Draco haus. Ia ingin menyeduh kopi sendiri. Kemudian ia berjalan ke arah dapur. Saat ia berjalan, tiba-tiba penglihatannya kembali kabur dan tubuhnya tak seimbang sehingga ia terjatuh. Tak sengaja, ia menabrak meja dan menjatuhkan koin 5 sickle yang ada di atas meja tersebut.
Ia kemudian memijat pangkal hidungnya pelan untuk menetralkan penglihatannya kembali. Segera sesudah itu, ia memungut koin yang tergeletak di atas lantai tak jauh dari tempatnya duduk.
Lagi, ia teringat akan Harry.
.
.
.
Malam itu, hujan lebat mengguyur kota Paris. Harry berjalan sendirian di Pont Au Change dengan payung hijaunya. Harry kemudian berhenti sejenak. Matanya menatap ke arah langit yang hitam kelam.
'Draco, kau ada di sana, 'kan? Kau berjanji bahwa kau akan selalu menjadi Polaris untukku, bukan?' ucapnya penuh harap dalam hati.
Sayang, tak ada satu bintang pun di sana. Pun Polaris tak menunjukkan cahyanya.
.
.
.
Di New York, langit sore sudah mulai menggelap. Draco tahu itu dari sinar matahari di jendelanya yang mulai sirna. Ia mulai memandangi kota dari jendela apartemennya.
Semenjak menetap di New York, Draco punya kebiasaan baru. Ia selalu memandangi langit malam dan mencari Polaris. Berharap bahwa Harry juga mencari dan melihat bintang yang sama di manapun ia berada.
'Aku yakin. Kebahagian sekecil apapun, pasti akan lenyap dan terenggut dariku' ujar Draco dalam hati sambil menatap koin lima sickle di genggamannya.
'Meskipun waktu berlalu, ingatlah ini, Harry. Sejauh apapun dirimu berada, Polaris-mu ini akan selalu berada di tempat yang sama. Di hatimu' ujar Draco lagi. Seolah ingin menyampaikan kata-katanya pada Harry di tempatnya sekarang.
.
.
.
Sementara itu, di apartemennya, Harry bangun agak siang. Ia kemudian berkutat dengan pekerjaannya. Merasa jenuh, ia beranjak dari kursinya dan menuju ke jendela apartemennya untuk melihat pemandangan kota. Ia selalu suka memandang Paris dari jendela apartemennya.
Langit mulai mendung.

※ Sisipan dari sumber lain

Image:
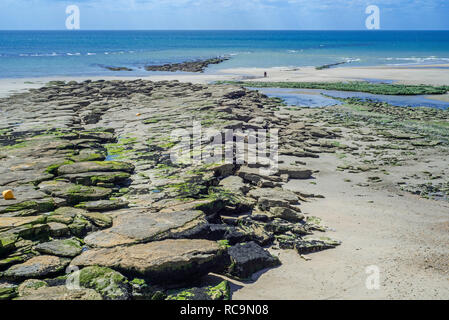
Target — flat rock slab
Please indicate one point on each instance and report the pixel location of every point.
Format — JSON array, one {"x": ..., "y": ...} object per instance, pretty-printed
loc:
[
  {"x": 95, "y": 166},
  {"x": 168, "y": 261},
  {"x": 248, "y": 258},
  {"x": 37, "y": 267},
  {"x": 94, "y": 178},
  {"x": 103, "y": 205},
  {"x": 311, "y": 244},
  {"x": 295, "y": 172},
  {"x": 129, "y": 228},
  {"x": 26, "y": 198},
  {"x": 274, "y": 194},
  {"x": 62, "y": 248},
  {"x": 234, "y": 184},
  {"x": 74, "y": 193},
  {"x": 61, "y": 293}
]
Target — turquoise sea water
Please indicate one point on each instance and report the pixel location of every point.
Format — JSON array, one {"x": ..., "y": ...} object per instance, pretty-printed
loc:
[{"x": 82, "y": 53}]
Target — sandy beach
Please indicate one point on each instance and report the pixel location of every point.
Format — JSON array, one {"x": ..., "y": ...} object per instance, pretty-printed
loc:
[
  {"x": 360, "y": 188},
  {"x": 419, "y": 74}
]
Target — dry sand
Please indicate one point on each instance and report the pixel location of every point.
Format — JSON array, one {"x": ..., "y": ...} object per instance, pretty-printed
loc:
[{"x": 405, "y": 236}]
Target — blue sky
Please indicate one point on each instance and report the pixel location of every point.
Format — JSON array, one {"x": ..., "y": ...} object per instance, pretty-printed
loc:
[{"x": 224, "y": 14}]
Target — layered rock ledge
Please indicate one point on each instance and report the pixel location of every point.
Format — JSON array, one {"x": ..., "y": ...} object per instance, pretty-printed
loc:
[{"x": 95, "y": 189}]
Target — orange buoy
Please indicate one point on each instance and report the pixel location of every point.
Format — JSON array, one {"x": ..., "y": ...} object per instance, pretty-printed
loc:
[{"x": 8, "y": 195}]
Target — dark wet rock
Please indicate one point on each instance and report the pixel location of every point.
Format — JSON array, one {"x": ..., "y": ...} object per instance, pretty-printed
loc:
[
  {"x": 64, "y": 215},
  {"x": 28, "y": 202},
  {"x": 295, "y": 172},
  {"x": 274, "y": 194},
  {"x": 109, "y": 283},
  {"x": 281, "y": 226},
  {"x": 62, "y": 248},
  {"x": 219, "y": 292},
  {"x": 255, "y": 175},
  {"x": 37, "y": 267},
  {"x": 168, "y": 261},
  {"x": 80, "y": 227},
  {"x": 88, "y": 155},
  {"x": 60, "y": 293},
  {"x": 234, "y": 184},
  {"x": 248, "y": 258},
  {"x": 95, "y": 166},
  {"x": 98, "y": 219},
  {"x": 118, "y": 68},
  {"x": 190, "y": 66},
  {"x": 97, "y": 178},
  {"x": 309, "y": 245},
  {"x": 74, "y": 193},
  {"x": 224, "y": 232},
  {"x": 136, "y": 227},
  {"x": 58, "y": 229},
  {"x": 29, "y": 286},
  {"x": 286, "y": 214},
  {"x": 8, "y": 291},
  {"x": 103, "y": 205}
]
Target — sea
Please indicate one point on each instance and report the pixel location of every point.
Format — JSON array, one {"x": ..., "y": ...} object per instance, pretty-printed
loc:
[{"x": 26, "y": 54}]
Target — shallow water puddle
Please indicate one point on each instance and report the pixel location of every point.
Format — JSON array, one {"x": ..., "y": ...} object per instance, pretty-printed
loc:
[{"x": 323, "y": 98}]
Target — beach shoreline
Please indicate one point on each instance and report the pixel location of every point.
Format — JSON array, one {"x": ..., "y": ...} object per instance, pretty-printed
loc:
[
  {"x": 361, "y": 171},
  {"x": 419, "y": 74}
]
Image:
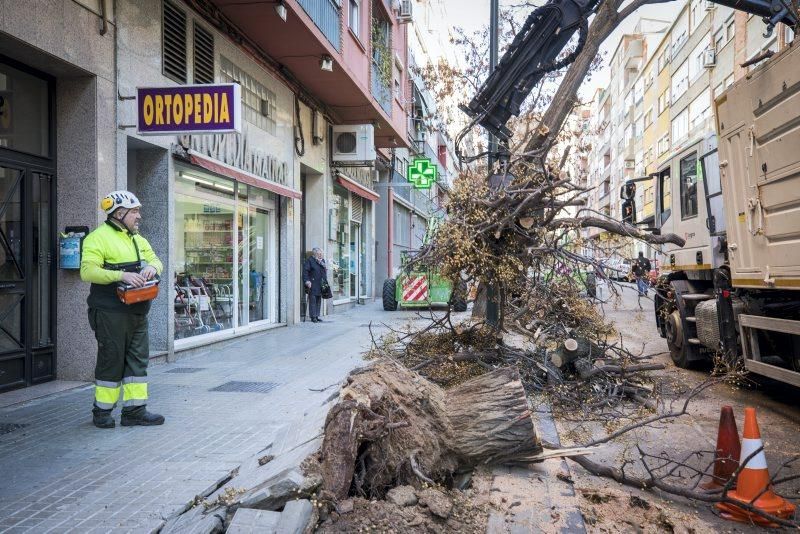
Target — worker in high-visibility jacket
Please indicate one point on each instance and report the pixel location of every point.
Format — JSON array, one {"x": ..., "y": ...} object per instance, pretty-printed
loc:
[{"x": 113, "y": 254}]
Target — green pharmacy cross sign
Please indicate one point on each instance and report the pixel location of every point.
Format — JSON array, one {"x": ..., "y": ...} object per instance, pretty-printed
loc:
[{"x": 422, "y": 173}]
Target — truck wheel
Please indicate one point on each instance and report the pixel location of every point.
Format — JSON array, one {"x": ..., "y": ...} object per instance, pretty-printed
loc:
[
  {"x": 389, "y": 294},
  {"x": 676, "y": 340}
]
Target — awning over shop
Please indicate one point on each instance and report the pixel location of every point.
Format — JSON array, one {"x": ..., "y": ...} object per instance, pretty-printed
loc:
[
  {"x": 242, "y": 176},
  {"x": 355, "y": 187}
]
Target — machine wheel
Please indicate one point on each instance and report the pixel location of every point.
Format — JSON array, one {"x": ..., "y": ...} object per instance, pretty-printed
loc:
[
  {"x": 390, "y": 294},
  {"x": 459, "y": 298},
  {"x": 658, "y": 302},
  {"x": 676, "y": 341}
]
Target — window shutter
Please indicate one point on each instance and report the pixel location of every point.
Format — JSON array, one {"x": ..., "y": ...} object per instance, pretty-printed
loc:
[
  {"x": 203, "y": 55},
  {"x": 174, "y": 42}
]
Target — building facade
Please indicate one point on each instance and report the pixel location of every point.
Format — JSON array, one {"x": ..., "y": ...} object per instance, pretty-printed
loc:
[
  {"x": 232, "y": 215},
  {"x": 664, "y": 78}
]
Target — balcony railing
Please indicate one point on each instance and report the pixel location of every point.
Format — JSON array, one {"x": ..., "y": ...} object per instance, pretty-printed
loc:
[
  {"x": 381, "y": 92},
  {"x": 327, "y": 17},
  {"x": 402, "y": 192}
]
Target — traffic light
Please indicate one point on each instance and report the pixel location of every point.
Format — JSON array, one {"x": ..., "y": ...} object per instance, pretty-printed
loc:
[
  {"x": 628, "y": 190},
  {"x": 629, "y": 211}
]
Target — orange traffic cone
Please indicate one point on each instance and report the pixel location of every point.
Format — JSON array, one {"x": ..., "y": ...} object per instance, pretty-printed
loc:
[
  {"x": 726, "y": 457},
  {"x": 753, "y": 486}
]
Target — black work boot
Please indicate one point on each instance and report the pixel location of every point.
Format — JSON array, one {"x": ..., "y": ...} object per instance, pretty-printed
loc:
[
  {"x": 141, "y": 417},
  {"x": 102, "y": 418}
]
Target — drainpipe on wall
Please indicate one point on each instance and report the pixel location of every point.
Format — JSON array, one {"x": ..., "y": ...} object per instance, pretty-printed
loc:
[{"x": 390, "y": 222}]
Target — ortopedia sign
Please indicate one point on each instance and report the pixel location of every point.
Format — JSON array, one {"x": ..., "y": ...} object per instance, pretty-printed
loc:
[{"x": 189, "y": 109}]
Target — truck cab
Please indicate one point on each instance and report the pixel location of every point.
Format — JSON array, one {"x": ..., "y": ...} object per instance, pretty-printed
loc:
[{"x": 687, "y": 192}]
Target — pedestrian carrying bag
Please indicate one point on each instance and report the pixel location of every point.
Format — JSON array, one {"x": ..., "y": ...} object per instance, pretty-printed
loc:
[
  {"x": 131, "y": 295},
  {"x": 326, "y": 290}
]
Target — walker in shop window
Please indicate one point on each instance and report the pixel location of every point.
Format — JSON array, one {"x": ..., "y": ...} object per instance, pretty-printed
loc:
[{"x": 195, "y": 300}]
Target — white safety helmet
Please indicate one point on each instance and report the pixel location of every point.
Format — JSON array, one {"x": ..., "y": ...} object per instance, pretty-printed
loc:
[{"x": 119, "y": 199}]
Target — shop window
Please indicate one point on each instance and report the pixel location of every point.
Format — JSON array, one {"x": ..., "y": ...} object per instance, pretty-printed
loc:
[
  {"x": 204, "y": 243},
  {"x": 24, "y": 112},
  {"x": 203, "y": 55},
  {"x": 339, "y": 268},
  {"x": 226, "y": 256},
  {"x": 688, "y": 187},
  {"x": 173, "y": 25}
]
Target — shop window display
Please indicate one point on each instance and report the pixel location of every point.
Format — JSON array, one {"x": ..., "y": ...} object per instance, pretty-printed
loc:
[
  {"x": 340, "y": 230},
  {"x": 225, "y": 260},
  {"x": 204, "y": 296}
]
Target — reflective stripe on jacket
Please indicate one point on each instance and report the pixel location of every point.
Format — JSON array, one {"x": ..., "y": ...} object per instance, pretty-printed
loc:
[{"x": 105, "y": 251}]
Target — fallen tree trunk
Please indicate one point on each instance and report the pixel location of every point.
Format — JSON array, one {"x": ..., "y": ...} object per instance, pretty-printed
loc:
[{"x": 392, "y": 427}]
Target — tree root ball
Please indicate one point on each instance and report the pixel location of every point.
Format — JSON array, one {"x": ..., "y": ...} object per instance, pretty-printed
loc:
[{"x": 392, "y": 427}]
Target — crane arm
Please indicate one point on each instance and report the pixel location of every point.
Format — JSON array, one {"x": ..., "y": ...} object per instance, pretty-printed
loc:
[{"x": 546, "y": 32}]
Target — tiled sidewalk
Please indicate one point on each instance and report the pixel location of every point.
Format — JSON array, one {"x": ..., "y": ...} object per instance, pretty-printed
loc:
[{"x": 61, "y": 474}]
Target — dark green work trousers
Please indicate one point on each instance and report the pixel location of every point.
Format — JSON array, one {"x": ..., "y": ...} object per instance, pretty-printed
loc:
[{"x": 123, "y": 351}]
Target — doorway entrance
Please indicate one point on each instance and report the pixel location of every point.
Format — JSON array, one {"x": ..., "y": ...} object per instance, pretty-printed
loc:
[
  {"x": 27, "y": 354},
  {"x": 27, "y": 226}
]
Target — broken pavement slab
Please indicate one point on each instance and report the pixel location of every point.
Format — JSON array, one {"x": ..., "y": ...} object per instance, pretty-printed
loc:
[
  {"x": 437, "y": 502},
  {"x": 402, "y": 496},
  {"x": 252, "y": 521},
  {"x": 295, "y": 517},
  {"x": 195, "y": 521}
]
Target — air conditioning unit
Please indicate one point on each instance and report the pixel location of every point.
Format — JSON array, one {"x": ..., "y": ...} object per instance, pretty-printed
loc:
[
  {"x": 709, "y": 58},
  {"x": 405, "y": 9},
  {"x": 354, "y": 144}
]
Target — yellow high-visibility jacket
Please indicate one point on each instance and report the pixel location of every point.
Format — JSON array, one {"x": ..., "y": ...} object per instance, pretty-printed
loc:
[{"x": 106, "y": 253}]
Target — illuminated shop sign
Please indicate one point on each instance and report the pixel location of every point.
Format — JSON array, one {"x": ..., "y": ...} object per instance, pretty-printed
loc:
[
  {"x": 189, "y": 109},
  {"x": 422, "y": 173}
]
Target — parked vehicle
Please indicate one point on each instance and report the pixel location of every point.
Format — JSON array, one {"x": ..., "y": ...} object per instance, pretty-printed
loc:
[
  {"x": 616, "y": 268},
  {"x": 735, "y": 285}
]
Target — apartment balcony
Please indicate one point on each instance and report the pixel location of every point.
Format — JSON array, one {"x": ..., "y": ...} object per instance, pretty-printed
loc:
[
  {"x": 327, "y": 17},
  {"x": 381, "y": 91},
  {"x": 633, "y": 54},
  {"x": 313, "y": 29},
  {"x": 629, "y": 151},
  {"x": 403, "y": 191}
]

Seperti akan hujan. Tak lama kemudian, salju turun setitik demi setitik. Hari pertama musim dingin di tahun ini sudah tiba. Sembari memandangi salju musim dingin itu, Harry merindukan Draco.
Di New York, salju juga sudah turun dan menyelimuti berbagai tempat di seluruh kota. Di bawah rintik salju, Draco berdiri di Bow Bridge dan memandangi koin lima sickle di genggamannya. Tiba-tiba Draco melempar koin lima sickle itu ke danau di dekat Bow Bridge. Entah apa tujuannya.
Ingin merasa lebih hangat, Draco pun memasukkan tangannya ke kantung mantelnya. Ia memejamkan matanya dan mulai memikirkan tentang Harry.
Harry di apartemennya di Paris dan Draco di Central Park di New York, melihat langit yang sama dan memandang salju yang turun setitik demi setitik.
Dan tentunya, saling merindu.
TeBeCe
Hola! Gua Naru, author fic ini. Untuk kalian yang nemu fic ini di wattpad dengan judul yang sama, jangan kuatir. Itu bukan plagiat. Itu gua juga yang bikin.
Untuk temen-temen yang udah ngefave dan ngereview fic ini sebelumnya, terima kasih.
Tapi dengan sangat menyesal, gua meminta maaf kalo gua remake fic ini dan merubah semuanya dari chapter 1 supaya lebih runtut dan lebih relevan ama animenya. Gua merasa chap 1 yang sebelumnya udah gua publish somehow nggak terlalu masuk ama chapter-chapter selanjutnya dan malah berakhir meninggalkan plot hole yang cukup critical.
Occult, emang. Tapi tetep aja fatal.
Once again, truly sorry and hope all of you enjoy this fic. Maaf juga kalo di sini Drarry-nya masih belum kerasa.